The Shema is not merely an Old Testament precursor but a living deposit that flows directly into Catholic doctrine and practice. When a lawyer asks Jesus which commandment is greatest (Mt 22:36–37), Jesus quotes Deuteronomy 6:5 without hesitation, declaring it "the first and greatest commandment." In doing so, he confirms that the love of God is the architectonic principle of all Christian morality — a point the Catechism of the Catholic Church makes explicit: "The first commandment… obliges man to believe in God, to hope in him, and to love him above all else" (CCC 2134). The totality of love demanded — heart, soul, strength — is given a Trinitarian and Christological depth in Catholic tradition: St. Augustine read the three faculties as corresponding to the theological virtues and ultimately to the soul's participation in the life of the Trinity (De Trinitate IX–X). St. Thomas Aquinas, following Aristotle's psychology, mapped heart, soul, and might onto intellect, will, and the passionate appetites, arguing that charity must order each of these to God as their final end (ST II-II, q. 44, a. 4).

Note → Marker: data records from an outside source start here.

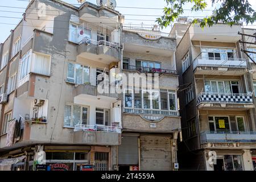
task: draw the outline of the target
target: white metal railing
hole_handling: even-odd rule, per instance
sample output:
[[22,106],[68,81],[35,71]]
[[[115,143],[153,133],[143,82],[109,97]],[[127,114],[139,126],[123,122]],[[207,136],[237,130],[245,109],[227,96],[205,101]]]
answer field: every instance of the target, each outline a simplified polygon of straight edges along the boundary
[[201,133],[201,143],[255,142],[256,131],[207,131]]
[[163,32],[160,31],[159,27],[134,27],[134,26],[123,26],[123,30],[130,30],[135,32],[148,34],[152,35],[158,35],[163,37],[172,37],[170,36],[170,34]]
[[134,109],[134,108],[124,108],[125,113],[137,114],[157,114],[166,116],[179,116],[179,113],[177,111],[171,111],[168,110],[159,109]]
[[120,46],[120,31],[117,25],[113,28],[105,24],[84,22],[79,27],[79,33],[82,34],[81,38],[78,40],[79,44],[106,45],[115,48]]
[[253,93],[201,92],[197,96],[197,103],[253,104]]
[[74,129],[74,131],[104,131],[121,133],[122,128],[119,127],[103,125],[77,125],[75,126]]
[[203,56],[200,53],[193,62],[193,68],[200,66],[224,68],[246,68],[246,61],[242,58],[218,58]]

The command to teach children "diligently" is taken up in the Church's understanding of the family as the ecclesia domestica, the domestic church (Lumen Gentium 11; Familiaris Consortio 49). Parents are, in Catholic teaching, the "first heralds of the faith" to their children (CCC 1656), an obligation rooted directly in this Deuteronomic command. The practice of blessing oneself with holy water at the door and keeping sacred images in the home is a Christian analogue to the mezuzah, marking domestic space as consecrated to God. Origen (Homilies on Deuteronomy) saw the phylacteries as a figure of the Christian life: the Word must be bound not to the skin but to the inner movements of hand (action) and eye (contemplation).

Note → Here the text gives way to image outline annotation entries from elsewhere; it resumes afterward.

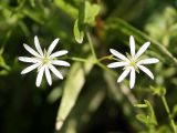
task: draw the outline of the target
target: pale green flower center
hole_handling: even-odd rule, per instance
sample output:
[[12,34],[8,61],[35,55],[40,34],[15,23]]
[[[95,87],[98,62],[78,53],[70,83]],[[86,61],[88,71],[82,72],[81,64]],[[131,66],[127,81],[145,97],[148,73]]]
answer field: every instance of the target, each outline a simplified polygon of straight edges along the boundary
[[46,50],[44,49],[44,55],[42,58],[42,65],[44,64],[49,64],[50,63],[50,59],[48,58],[48,52]]
[[137,73],[139,73],[139,69],[138,69],[138,66],[136,64],[137,60],[135,60],[134,57],[129,55],[128,53],[126,53],[126,55],[127,55],[127,58],[129,60],[129,65],[133,66]]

The Shema speaks with urgent directness to the contemporary Catholic, who lives in a culture of fragmented attention and competing loyalties. "With all your heart, soul, and might" is a rebuke to the half-hearted, compartmentalized faith that treats Sunday Mass as one obligation among many. Practically, the passage invites several concrete responses: Begin and end each day with a deliberate act of love for God — the Morning Offering and an evening examination of conscience are ancient Catholic forms of the "lying down and rising up" of verse 7. Place a crucifix or image of Our Lady at the entrance of your home as a modern mezuzah, marking the threshold as holy. Parents should resist outsourcing the faith formation of their children entirely to parish programs; the dinner table, the car ride, the bedtime prayer are precisely the "sitting, walking, rising" moments Deuteronomy envisions. And in an age of digital distraction, the image of binding God's words "between your eyes" challenges Catholics to ask: what does my attention — my mental gaze — actually rest upon throughout the day?

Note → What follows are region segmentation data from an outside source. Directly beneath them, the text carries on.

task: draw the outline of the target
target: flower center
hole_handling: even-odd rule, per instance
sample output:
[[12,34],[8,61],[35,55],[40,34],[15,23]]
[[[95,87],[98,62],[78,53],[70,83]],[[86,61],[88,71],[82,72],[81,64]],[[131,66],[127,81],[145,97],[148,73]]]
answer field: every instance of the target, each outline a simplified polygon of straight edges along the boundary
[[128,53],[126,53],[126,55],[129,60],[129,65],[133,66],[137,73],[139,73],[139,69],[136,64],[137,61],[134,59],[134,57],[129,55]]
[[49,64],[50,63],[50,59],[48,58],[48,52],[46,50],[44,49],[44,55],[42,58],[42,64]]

Verses 8–9 — Phylacteries and Mezuzot The commands to bind the words on the hand and between the eyes, and to inscribe them on doorposts and gates, were interpreted literally in Second Temple Judaism through the practices of tefillin (phylacteries) and mezuzah. But the deeper spiritual sense — already present in the text — is that the body, the home, and the threshold between private and public life are all to be marked by the covenant. The hand signifies action, the forehead signifies thought and identity; hand and eye together encompass the whole of human doing and perceiving. The doorpost (mezuzah) marks the family dwelling as holy ground, a little sanctuary, and the "gate" extends this sanctification to civic and public space. Nothing lies outside the scope of God's claim.